That means consulting when proposals are still at a formative stage—i.e., when the decision-maker’s mind is open and consultation can still influence outcomes—rather than after the decision has effectively been made. “Formative” is about openness to influence, not merely “early in time.” 

What the Court of Appeal decided in De Bank Haycocks v ADP RPO UK Ltd 

In a 2024 case, the Court of Appeal overturned a decision of the Employment Appeal Tribunal and restored the tribunal’s finding that a redundancy dismissal was fair. Two points matter most for employers embarking on a redundancy process:

  • No blanket requirement for “general workforce consultation” in small-scale redundancies. Where fewer than 20 redundancies are proposed within a 90 day period and so the statutory collective regime is not triggered, employers are not required to hold workforce-wide meetings as a matter of law or “usual standard” to inform and consult on the redundancy proposal. Whether to convene a group session will be fact-dependent; individual consultation can (and often should) address both personal and workforce-wide issues. 
  • “Formative stage” clarified. Consultation must occur when it can realistically affect outcomes. The later consultation starts, the greater the risk a tribunal finds the employer’s mind had closed—but timing will be judged on a case-by-case basis. 

Individual consultation: still fundamental

Individual consultation remains central to the fairness of a redundancy dismissal. Employees should be able to: suggest ways to avoid redundancies; comment on the selection pool and criteria used; challenge their selection (including scores where relevant); and explore alternatives such as redeployment.
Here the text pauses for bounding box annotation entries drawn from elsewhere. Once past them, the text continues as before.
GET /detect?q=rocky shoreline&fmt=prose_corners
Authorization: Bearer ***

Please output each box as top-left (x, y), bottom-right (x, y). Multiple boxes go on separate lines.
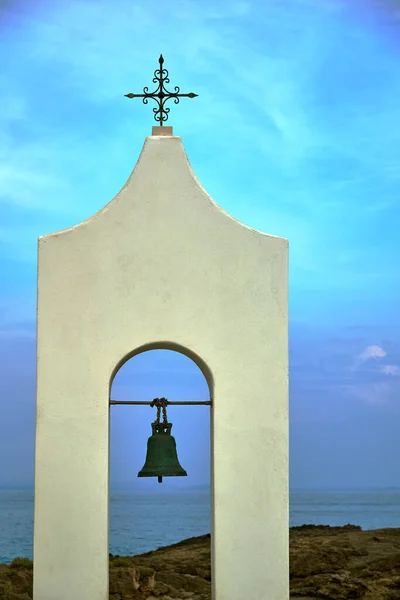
top-left (0, 525), bottom-right (400, 600)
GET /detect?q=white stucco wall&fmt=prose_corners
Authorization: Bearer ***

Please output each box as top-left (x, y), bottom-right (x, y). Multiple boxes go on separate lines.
top-left (34, 131), bottom-right (289, 600)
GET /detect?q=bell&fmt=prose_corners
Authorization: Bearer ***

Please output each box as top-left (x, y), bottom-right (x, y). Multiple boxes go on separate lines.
top-left (138, 421), bottom-right (187, 483)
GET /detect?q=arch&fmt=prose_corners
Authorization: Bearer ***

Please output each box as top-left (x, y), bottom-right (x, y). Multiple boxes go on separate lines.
top-left (108, 341), bottom-right (214, 402)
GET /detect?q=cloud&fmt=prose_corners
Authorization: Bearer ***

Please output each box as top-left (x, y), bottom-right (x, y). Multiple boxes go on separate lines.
top-left (359, 346), bottom-right (387, 362)
top-left (381, 365), bottom-right (400, 375)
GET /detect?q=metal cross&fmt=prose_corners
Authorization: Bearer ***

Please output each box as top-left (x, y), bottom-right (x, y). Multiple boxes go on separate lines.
top-left (124, 54), bottom-right (198, 126)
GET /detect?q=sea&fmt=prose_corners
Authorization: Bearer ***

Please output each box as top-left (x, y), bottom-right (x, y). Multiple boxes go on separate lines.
top-left (0, 486), bottom-right (400, 563)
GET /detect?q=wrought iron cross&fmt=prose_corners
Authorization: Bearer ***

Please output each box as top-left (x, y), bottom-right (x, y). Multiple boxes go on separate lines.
top-left (124, 54), bottom-right (198, 126)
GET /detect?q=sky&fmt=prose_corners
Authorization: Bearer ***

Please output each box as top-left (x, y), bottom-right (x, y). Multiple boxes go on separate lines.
top-left (0, 0), bottom-right (400, 489)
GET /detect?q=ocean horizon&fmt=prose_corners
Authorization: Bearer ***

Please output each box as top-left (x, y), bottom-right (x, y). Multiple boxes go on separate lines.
top-left (0, 485), bottom-right (400, 564)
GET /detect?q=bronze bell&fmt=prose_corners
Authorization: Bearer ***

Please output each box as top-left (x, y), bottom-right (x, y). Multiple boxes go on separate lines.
top-left (138, 399), bottom-right (187, 483)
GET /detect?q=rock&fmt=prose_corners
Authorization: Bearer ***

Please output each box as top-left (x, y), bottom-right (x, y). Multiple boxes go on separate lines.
top-left (0, 524), bottom-right (400, 600)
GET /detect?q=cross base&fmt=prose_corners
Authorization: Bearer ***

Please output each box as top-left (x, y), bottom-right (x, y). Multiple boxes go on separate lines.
top-left (151, 125), bottom-right (173, 136)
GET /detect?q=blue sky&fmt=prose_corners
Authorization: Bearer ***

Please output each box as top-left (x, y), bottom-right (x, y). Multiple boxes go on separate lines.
top-left (0, 0), bottom-right (400, 488)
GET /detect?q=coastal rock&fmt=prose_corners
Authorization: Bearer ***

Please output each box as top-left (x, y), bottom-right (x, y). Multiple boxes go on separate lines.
top-left (0, 525), bottom-right (400, 600)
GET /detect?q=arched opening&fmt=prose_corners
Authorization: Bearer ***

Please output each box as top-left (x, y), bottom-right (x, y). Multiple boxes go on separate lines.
top-left (109, 343), bottom-right (213, 592)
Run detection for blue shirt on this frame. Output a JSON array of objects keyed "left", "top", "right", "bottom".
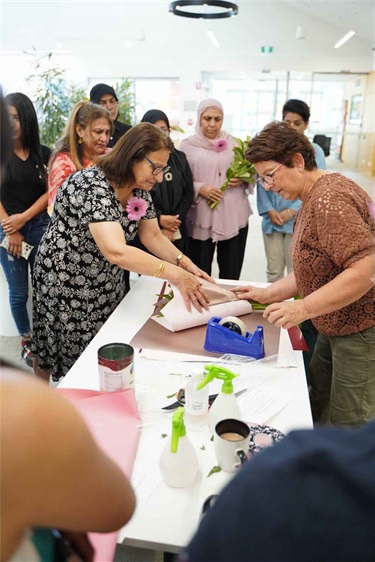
[{"left": 257, "top": 142, "right": 327, "bottom": 234}]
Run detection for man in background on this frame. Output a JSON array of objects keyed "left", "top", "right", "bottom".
[{"left": 90, "top": 84, "right": 131, "bottom": 148}]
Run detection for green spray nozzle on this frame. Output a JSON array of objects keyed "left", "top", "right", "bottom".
[
  {"left": 171, "top": 406, "right": 186, "bottom": 453},
  {"left": 197, "top": 365, "right": 240, "bottom": 394}
]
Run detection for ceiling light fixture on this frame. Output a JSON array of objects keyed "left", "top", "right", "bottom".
[
  {"left": 296, "top": 25, "right": 306, "bottom": 39},
  {"left": 169, "top": 0, "right": 238, "bottom": 19},
  {"left": 335, "top": 31, "right": 355, "bottom": 49},
  {"left": 206, "top": 29, "right": 220, "bottom": 48}
]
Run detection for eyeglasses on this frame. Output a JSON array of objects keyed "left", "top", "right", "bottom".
[
  {"left": 145, "top": 156, "right": 171, "bottom": 176},
  {"left": 258, "top": 162, "right": 284, "bottom": 189}
]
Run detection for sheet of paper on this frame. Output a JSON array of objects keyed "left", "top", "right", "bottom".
[
  {"left": 237, "top": 386, "right": 292, "bottom": 423},
  {"left": 152, "top": 297, "right": 252, "bottom": 332}
]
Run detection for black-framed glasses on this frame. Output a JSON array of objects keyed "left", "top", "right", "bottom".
[
  {"left": 145, "top": 156, "right": 171, "bottom": 176},
  {"left": 258, "top": 162, "right": 284, "bottom": 189}
]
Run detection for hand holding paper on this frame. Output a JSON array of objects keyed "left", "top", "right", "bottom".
[{"left": 152, "top": 279, "right": 252, "bottom": 332}]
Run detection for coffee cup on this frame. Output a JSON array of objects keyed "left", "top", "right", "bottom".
[
  {"left": 98, "top": 343, "right": 134, "bottom": 392},
  {"left": 214, "top": 419, "right": 250, "bottom": 472}
]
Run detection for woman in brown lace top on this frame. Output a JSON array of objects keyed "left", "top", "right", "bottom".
[{"left": 233, "top": 122, "right": 375, "bottom": 425}]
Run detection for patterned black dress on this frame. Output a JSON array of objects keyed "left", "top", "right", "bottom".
[{"left": 32, "top": 166, "right": 156, "bottom": 380}]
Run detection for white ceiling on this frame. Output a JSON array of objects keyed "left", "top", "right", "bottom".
[{"left": 2, "top": 0, "right": 375, "bottom": 78}]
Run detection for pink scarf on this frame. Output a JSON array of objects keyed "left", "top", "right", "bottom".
[{"left": 186, "top": 98, "right": 231, "bottom": 150}]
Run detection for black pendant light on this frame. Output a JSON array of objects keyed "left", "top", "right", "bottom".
[{"left": 169, "top": 0, "right": 238, "bottom": 20}]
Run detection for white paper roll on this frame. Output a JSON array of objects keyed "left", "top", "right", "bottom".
[{"left": 219, "top": 316, "right": 247, "bottom": 337}]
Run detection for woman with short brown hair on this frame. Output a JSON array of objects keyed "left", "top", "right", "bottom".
[{"left": 234, "top": 122, "right": 375, "bottom": 425}]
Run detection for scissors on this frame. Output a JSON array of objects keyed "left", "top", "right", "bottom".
[{"left": 162, "top": 388, "right": 247, "bottom": 410}]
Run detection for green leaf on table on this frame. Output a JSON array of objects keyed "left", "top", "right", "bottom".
[{"left": 207, "top": 466, "right": 221, "bottom": 478}]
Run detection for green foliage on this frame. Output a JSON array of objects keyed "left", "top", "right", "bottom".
[
  {"left": 26, "top": 53, "right": 87, "bottom": 148},
  {"left": 114, "top": 78, "right": 135, "bottom": 125},
  {"left": 26, "top": 50, "right": 135, "bottom": 148},
  {"left": 207, "top": 137, "right": 256, "bottom": 210}
]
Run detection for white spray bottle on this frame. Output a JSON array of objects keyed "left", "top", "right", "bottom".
[
  {"left": 185, "top": 368, "right": 209, "bottom": 431},
  {"left": 197, "top": 365, "right": 242, "bottom": 434},
  {"left": 159, "top": 407, "right": 199, "bottom": 488}
]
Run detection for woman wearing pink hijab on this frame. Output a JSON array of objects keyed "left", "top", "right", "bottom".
[{"left": 180, "top": 99, "right": 253, "bottom": 279}]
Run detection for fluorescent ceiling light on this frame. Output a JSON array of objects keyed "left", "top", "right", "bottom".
[
  {"left": 1, "top": 49, "right": 69, "bottom": 55},
  {"left": 207, "top": 29, "right": 220, "bottom": 48},
  {"left": 335, "top": 31, "right": 355, "bottom": 49}
]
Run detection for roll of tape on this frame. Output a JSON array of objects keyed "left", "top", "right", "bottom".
[{"left": 219, "top": 316, "right": 247, "bottom": 337}]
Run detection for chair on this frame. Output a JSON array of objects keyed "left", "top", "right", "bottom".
[{"left": 313, "top": 135, "right": 332, "bottom": 156}]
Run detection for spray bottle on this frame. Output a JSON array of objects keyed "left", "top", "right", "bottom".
[
  {"left": 159, "top": 407, "right": 198, "bottom": 488},
  {"left": 185, "top": 368, "right": 208, "bottom": 431},
  {"left": 197, "top": 365, "right": 242, "bottom": 434}
]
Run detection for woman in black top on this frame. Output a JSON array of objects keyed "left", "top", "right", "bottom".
[
  {"left": 142, "top": 109, "right": 194, "bottom": 252},
  {"left": 0, "top": 92, "right": 50, "bottom": 366}
]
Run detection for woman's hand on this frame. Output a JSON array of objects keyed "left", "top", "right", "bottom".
[
  {"left": 159, "top": 215, "right": 181, "bottom": 232},
  {"left": 228, "top": 178, "right": 243, "bottom": 187},
  {"left": 179, "top": 256, "right": 217, "bottom": 285},
  {"left": 174, "top": 268, "right": 208, "bottom": 312},
  {"left": 8, "top": 232, "right": 23, "bottom": 258},
  {"left": 160, "top": 228, "right": 174, "bottom": 242},
  {"left": 1, "top": 213, "right": 27, "bottom": 234},
  {"left": 231, "top": 285, "right": 269, "bottom": 304},
  {"left": 263, "top": 299, "right": 311, "bottom": 330},
  {"left": 199, "top": 185, "right": 223, "bottom": 201}
]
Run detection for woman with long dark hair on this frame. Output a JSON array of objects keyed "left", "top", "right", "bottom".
[
  {"left": 33, "top": 123, "right": 210, "bottom": 381},
  {"left": 0, "top": 92, "right": 50, "bottom": 366}
]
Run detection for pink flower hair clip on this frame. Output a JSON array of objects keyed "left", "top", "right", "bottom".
[
  {"left": 212, "top": 139, "right": 228, "bottom": 152},
  {"left": 125, "top": 197, "right": 148, "bottom": 221}
]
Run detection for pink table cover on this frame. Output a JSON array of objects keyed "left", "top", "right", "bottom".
[{"left": 57, "top": 388, "right": 141, "bottom": 562}]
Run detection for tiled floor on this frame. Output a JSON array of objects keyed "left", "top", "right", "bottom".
[{"left": 0, "top": 159, "right": 374, "bottom": 562}]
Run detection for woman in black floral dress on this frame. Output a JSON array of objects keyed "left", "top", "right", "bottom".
[{"left": 32, "top": 123, "right": 210, "bottom": 381}]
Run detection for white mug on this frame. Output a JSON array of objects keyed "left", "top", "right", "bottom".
[{"left": 214, "top": 419, "right": 250, "bottom": 472}]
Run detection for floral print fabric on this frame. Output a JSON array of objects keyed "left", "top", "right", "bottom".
[{"left": 32, "top": 167, "right": 156, "bottom": 380}]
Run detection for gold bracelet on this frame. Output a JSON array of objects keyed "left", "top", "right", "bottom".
[{"left": 153, "top": 261, "right": 165, "bottom": 277}]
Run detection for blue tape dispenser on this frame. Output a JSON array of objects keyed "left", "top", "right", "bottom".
[{"left": 203, "top": 316, "right": 265, "bottom": 359}]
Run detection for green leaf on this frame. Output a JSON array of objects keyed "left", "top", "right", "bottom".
[{"left": 207, "top": 466, "right": 221, "bottom": 478}]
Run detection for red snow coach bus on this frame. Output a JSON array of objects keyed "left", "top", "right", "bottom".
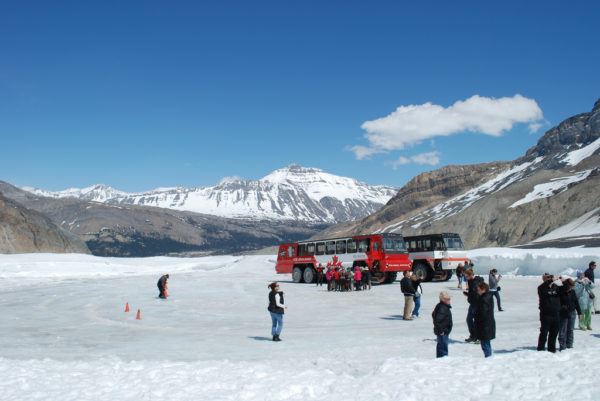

An Employment Tribunal will assess the process holistically, and while there is no universal rule that employers must share every scoring detail in every case, employees must receive enough information and time to make meaningful representations. This may often mean that redacted versions of scores awarded to all members of the pool are provided. 

Collective consultation: when it applies—and when it doesn’t

Statutory collective consultation still applies if an employer proposes 20+ redundancies at one establishment within 90 days, with prescribed information and timing duties. Outside that threshold, De Bank Haycocks confirms there is no separate, quasi-collective obligation on non-unionised employers to run “general workforce consultation” which is what the Employment Appeal Tribunal in that case had suggested. Group briefings may be sensible in some cases, but there is no presumption that omitting them makes dismissals unfair. 

Practical steps for employers

  • Engage while proposals are still formative. Be open to feedback on pool, criteria and alternatives; record how you considered it. 
  • Use individual meetings to address common issues. Provide information (including how the criteria will be applied) so employees can respond meaningfully. 
  • Be proportionate. Group meetings can help with consistency and efficiency, but they are not mandatory in small-scale, non-unionised exercises. Decide based on the workforce, scale and the issues in play. 
  • Think holistically. Tribunals look at the overall process (including any internal appeal). A flaw in one step won’t automatically render the dismissal unfair if the process, taken as a whole, was within the band of reasonable responses. 

Disclaimer: This article is for general guidance only and does not constitute legal advice. Seek advice on the facts of your situation.